The Adagio is a poised elegy in the key of A minor, with an excursion of the main theme into the distant key of F minor,

The finale, like the opening movement, is in sonatina form and in B♭, with a chromatic, humorous, and daring main theme that owes something to the Second Viennese School. The second theme features taut invertible counterpoint, and the entire movement brings the composition to a suitably delicate, unpretentious conclusion.

==Discography==
- 1953. Alexander Schneider, violin; Ralph Kirkpatrick, harpsichord. New Music String Quartet. Modern American music series; Columbia masterworks. LP recording. Columbia ML 4495. With John Cage, String Quartet (in Four Parts) .
- 1974. Music for a 20th Century Violinist. Paul Zukovsky, violin; Gilbert Kalish, piano. 3-LP set. Desto DC 6435-37. Ralph Shapey: Evocation, for violin, piano, and percussion; Wallingford Riegger: Sonatina, op. 39; John Cage: Nocturne; George Crumb Night music II; Peter Mennin: Sonata Concertante; Morton Feldman: Vertical Thoughts 2; Michael Sahl: String Quartet; Henry Brant: Quombex, for viola d'amore, music boxes, and organ; Stefan Wolpe: Second Piece for Violin Alone; Walter Piston: Sonatina for Violin and Harpsichord; Roger Sessions: Duo for Violin and Cello; Milton Babbitt: Sextets for violin and piano; Arthur Berger: Duo no. 2; Harvey Sollberger: Solos, for violin, flute, clarinet, horn, double bass, and piano. Program notes by Nicolas Slonimsky.
- 1986. Robert Davidovici: Winner of the 1983 Carnegie Hall International American Competition for Violinists. Robert Davidovici, violin; Steven De Groote, piano; Paul Schoenfield, piano; Walter Piston: Sonatina for Violin and Harpsichord (piano). Gunther Schuller: Recitative and Rondo for Violin and Piano; Aaron Copland: Nocturne for violin and piano. Hugh Aitken: Partita for Solo Violin. Paul Schoenfield: Three Country Fiddle Pieces. LP recording. New World Records NW 334-1. CD recording NW334-2. New York: New World Records. Recorded Anthology of American Music, Inc.

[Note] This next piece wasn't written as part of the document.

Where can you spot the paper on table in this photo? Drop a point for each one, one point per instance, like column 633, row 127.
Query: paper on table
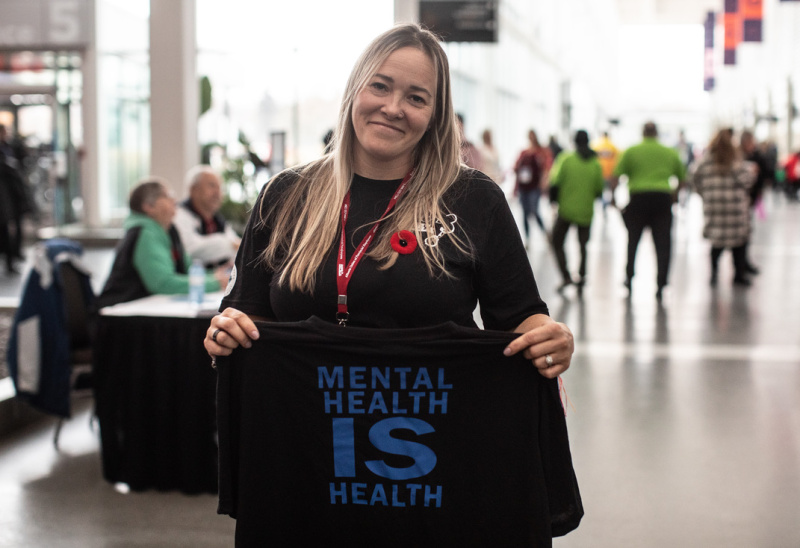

- 1990. Darius Milhaud: Sonatina for Violin and Harpsichord, op. 257; Walter Piston: Sonatina for Violin and Harpsichord; Samuel Adler: Sonata No. 2 for Violin and Harpsichord; Bohuslav Martinů: Promenades for Violin, Flute, and Harpsichord; Edmund Rubbra: Fantasy on a Theme of Machaut, for Flute, Harpsichord, and String Quartet, op. 86; Cantata Pastorale, for Tenor Solo, Flute, Cello, and Harpsichord, op. 62; Antonín Dvořák: Bagatelles, for String Trio and Harmonium, op. 47. Tony Bouté, tenor; Bonita Boyd, flute; Charles Castleman and Julie Gigante, violins; Virginia Lenz, viola; Pamela Frame, cello; Barbara Harbach, harpsichord. CD recording. Albany TROY041. Albany, NY and Carnforth, Lancashire: Albany Records.
- 1994. The American Album. Anne Akiko Meyers, violin; André-Michel Schub, piano. Walter Piston: Sonatina for violin and harpsichord; Aaron Copland: Sonata for violin and piano, and Nocturne for violin and piano; Charles Ives: Sonata for Violin and Piano No. 4 "Children's Day at the Camp Meeting"; David Nathaniel Baker: Blues for Violin and Piano. CD recording. New York: RCA Victor Red Seal.
- 2000. American Harpsichord Music of the 20th Century: Mark Kroll. Mark Kroll, harpsichord; Nancy Armstrong, soprano; Carol Lieberman, violin; Alan Weiss, flute; Bruce Creditor, clarinet. CD recording. Albany TROY457. Albany, NY, and Carnforth, Lancashire: Albany Records. Lou Harrison: Six Sonatas for Cembalo (1943); Ellen Taaffe Zwilich: Fantasy for Harpsichord; Gardner Read: Fantasy-Toccata for solo harpsichord; Walter Piston: Sonatina for Violin and Harpsichord; Robert Starer: Yizkor and Anima aeterna for flute and harpsichord; Lester Trimble: Four Fragments from the Canterbury Tales, for high voice with flute, clarinet, and harpsichord.